Medical Supplies in Oregon Are Running Dangerously Low. Here's How To Help.

Doctors and health officials race to set up donation sites for disposable gloves, masks, safety goggles, and hospital gowns

By Julia Silverman March 17, 2020

UPDATE: All non-emergency procedures in Oregon, including veterinarians and dentists, must stop, in order to preserve surgical masks, gowns and gloves for health care workers treating COVID-19 patients, Gov. Kate Brown ordered late on Wednesday. 

“If we do not take immediate action, the surge in demand in our hospitals for masks, gowns, and gloves will quickly outstrip the limited supplies they have available," Brown said via press release. "We cannot let that happen.”

 

Local hospitals have only about two weeks worth of disposable googles, gloves, gowns, and face masks on hand, Multnomah County officials told physicians in a blunt email this week, and there is no word yet on when supplies might be replenished. 

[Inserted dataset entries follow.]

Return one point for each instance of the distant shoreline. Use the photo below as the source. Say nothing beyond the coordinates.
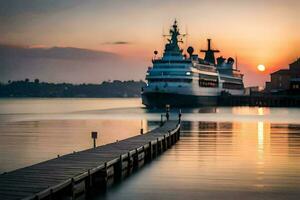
(37, 89)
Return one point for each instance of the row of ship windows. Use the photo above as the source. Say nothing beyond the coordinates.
(232, 86)
(202, 82)
(153, 80)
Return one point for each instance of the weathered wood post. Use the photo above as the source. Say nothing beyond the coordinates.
(150, 151)
(179, 116)
(142, 130)
(167, 112)
(94, 137)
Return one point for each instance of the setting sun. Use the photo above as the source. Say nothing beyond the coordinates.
(261, 68)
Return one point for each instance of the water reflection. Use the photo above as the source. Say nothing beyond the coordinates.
(224, 153)
(222, 160)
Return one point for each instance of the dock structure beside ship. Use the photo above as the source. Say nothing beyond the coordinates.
(81, 174)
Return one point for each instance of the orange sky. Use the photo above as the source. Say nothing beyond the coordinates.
(257, 32)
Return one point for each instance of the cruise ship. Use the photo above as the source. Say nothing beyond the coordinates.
(181, 80)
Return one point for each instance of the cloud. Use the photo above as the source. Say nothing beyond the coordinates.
(118, 43)
(13, 52)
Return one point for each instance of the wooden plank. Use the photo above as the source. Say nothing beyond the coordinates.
(56, 173)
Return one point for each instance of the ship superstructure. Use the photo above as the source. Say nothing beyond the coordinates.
(179, 80)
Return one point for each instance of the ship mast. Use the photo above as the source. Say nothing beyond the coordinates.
(210, 53)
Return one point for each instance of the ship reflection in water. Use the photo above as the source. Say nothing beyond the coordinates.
(224, 153)
(222, 160)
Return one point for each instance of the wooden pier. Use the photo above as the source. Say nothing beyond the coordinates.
(78, 175)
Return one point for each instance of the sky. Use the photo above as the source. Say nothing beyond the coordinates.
(257, 32)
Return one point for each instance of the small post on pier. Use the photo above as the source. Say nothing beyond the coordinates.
(179, 116)
(167, 112)
(142, 130)
(94, 137)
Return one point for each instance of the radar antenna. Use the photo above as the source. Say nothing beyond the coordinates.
(210, 53)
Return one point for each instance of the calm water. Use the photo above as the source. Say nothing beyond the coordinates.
(224, 153)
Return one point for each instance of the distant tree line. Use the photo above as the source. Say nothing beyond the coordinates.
(27, 88)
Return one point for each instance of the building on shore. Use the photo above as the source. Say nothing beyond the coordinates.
(285, 80)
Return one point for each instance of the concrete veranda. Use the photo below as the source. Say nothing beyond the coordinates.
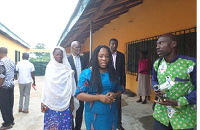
(135, 116)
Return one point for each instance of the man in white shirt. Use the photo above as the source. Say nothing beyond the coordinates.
(26, 76)
(78, 63)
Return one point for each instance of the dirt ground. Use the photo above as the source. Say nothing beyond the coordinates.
(135, 116)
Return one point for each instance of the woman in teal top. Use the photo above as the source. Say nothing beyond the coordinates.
(98, 86)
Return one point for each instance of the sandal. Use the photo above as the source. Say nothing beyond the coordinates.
(140, 100)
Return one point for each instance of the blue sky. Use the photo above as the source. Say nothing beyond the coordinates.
(37, 21)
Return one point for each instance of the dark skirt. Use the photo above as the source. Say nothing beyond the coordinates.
(58, 120)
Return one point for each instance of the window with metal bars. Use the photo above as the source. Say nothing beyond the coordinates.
(187, 46)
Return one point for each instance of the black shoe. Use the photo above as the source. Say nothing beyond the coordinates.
(119, 127)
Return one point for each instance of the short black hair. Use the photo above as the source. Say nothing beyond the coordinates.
(171, 36)
(95, 76)
(113, 39)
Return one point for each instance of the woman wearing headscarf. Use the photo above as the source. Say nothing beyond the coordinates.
(99, 86)
(58, 103)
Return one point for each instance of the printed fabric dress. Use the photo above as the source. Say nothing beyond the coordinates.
(98, 115)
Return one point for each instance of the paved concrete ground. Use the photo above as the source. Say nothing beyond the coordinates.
(136, 116)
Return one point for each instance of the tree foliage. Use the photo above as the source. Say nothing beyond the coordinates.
(40, 56)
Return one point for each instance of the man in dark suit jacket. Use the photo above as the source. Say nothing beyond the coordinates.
(78, 63)
(119, 65)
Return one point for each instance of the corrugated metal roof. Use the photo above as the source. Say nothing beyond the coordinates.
(10, 35)
(99, 12)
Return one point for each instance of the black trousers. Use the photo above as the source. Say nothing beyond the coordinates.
(79, 116)
(6, 105)
(119, 109)
(158, 126)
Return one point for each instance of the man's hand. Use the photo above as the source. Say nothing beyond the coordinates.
(167, 102)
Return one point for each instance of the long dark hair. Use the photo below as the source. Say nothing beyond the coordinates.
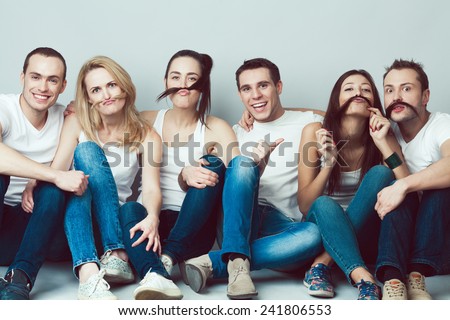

Without sufficient protective gear, doctors, and nurses run a far greater risk of being infected themselves. In China, where the outbreak began, more than 3,300 doctors and nurses contracted coronavirus because they did not have sufficient gear on hand. 

That’s set off an urgent campaign among local doctors and health officials to ask area businesses that use such equipment—construction firms, dentists, nail salons, woodworkers, or, crucially, private medical practices that are still, somehow, performing elective surgeries and seeing non-emergency patients—to donate any unused, new-in-box supplies they have on hand, in any quantity. 

Here’s what’s needed: N95 respirators, which filter out 95 percent of small particles, surgical masks, rubber gloves, and hospital gowns that close tightly in the back. 

By Tuesday afternoon, plans were underway for donation drop-off sites to be set up, including at a yet-to-be-determined site coordinated by the Multnomah County Health Department, and another, potentially, near Kaiser Permanente’s Northeast Portland headquarters. 

Businesses that are able to make such donations should email [email protected] to receive further instructions about where and what to donate, said Julie Sullivan-Springhetti, the communications director for Multnomah County. 

The immense need for supplies that are usually purchased, not donated, is another change in an extraordinary week that’s already seen Oregon’s largest health systems band together to coordinate their response to the spread of coronavirus.  

According to a Tuesday morning email from Tri-County Health Officer Jennifer Vines, a surge of patients needing hospital-level care due to the COVID-19 virus is expected to begin in one to two weeks in Oregon, based on modeling. As of Wednesday evening, Oregon has 75 reported cases of coronavirus, according to the Oregon Health Authority. 

To make matters worse, the supply chain from Asia has been disrupted by coronavirus, says Dr. Vesna Jovanovic, who practices family medicine in Portland and spent Tuesday frantically working to get a flow of donations up and running. The situation hasn't been helped by a run on supplies at Amazon and other sellers. 

People have bought all these things and are hoarding them,” Jovanovic says. “Most people don’t need 10 N95 masks. We are cut off from our natural flow and the federal government is not coming to save us.”